O projeto aprovado ontem tem 702 artigos e traz profundas modificações em vários dispositivos da atual legislação. Uma das inovações é a criação da figura do juiz de garantia, que controlará a legalidade da investigação criminal e será responsável pelos direitos fundamentais do acusado. Pelo Código de Processo Penal em vigor um mesmo juiz participa da fase de inquérito e profere a sentença. Com as mudanças propostas, caberá a um juiz dar garantias e atuar na fase da investigação, ficando o outro juiz do processo responsável pela tarefa de julgar.

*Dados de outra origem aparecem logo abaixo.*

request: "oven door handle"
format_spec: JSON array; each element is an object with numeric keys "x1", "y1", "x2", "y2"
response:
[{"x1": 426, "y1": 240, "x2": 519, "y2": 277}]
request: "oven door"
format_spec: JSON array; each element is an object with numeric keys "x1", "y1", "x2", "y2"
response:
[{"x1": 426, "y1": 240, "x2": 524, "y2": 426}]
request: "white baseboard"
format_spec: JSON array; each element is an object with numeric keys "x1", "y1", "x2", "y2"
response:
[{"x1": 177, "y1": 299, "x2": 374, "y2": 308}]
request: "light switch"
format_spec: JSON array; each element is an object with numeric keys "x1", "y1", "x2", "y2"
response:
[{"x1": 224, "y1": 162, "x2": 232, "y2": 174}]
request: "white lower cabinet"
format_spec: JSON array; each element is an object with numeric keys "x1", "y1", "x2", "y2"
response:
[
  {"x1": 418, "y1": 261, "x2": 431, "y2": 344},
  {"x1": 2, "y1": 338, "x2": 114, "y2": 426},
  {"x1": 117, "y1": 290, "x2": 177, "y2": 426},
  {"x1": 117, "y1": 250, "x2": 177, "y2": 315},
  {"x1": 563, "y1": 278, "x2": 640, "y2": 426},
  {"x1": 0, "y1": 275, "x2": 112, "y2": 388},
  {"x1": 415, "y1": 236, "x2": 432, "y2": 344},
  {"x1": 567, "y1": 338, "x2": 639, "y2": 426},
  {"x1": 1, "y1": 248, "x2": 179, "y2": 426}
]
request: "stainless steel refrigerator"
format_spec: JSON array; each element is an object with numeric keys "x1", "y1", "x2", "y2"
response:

Com relação ao júri, o texto permite que os jurados conversem uns com os outros, exceto durante a instrução e o debate. O voto de cada jurado, porém, continua sendo secreto. A vítima passa a ter direitos como o de ser comunicada da prisão ou soltura do autor do crime, da conclusão do inquérito policial e do oferecimento da denúncia, além de ser informada do arquivamento da investigação e da condenação ou absolvição do acusado. A vítima também poderá ter acesso ao desenrolar do processo e terá o direito de se manifestar sobre ele.

O projeto modifica ainda regras relacionadas às modalidades de prisão provisória, que ficam limitadas a três tipos: flagrante, preventiva e temporária. O uso de algemas ou o emprego de força ocorrerá somente quando forem considerados indispensáveis, nos casos de resistência ou de tentativa de fuga do preso.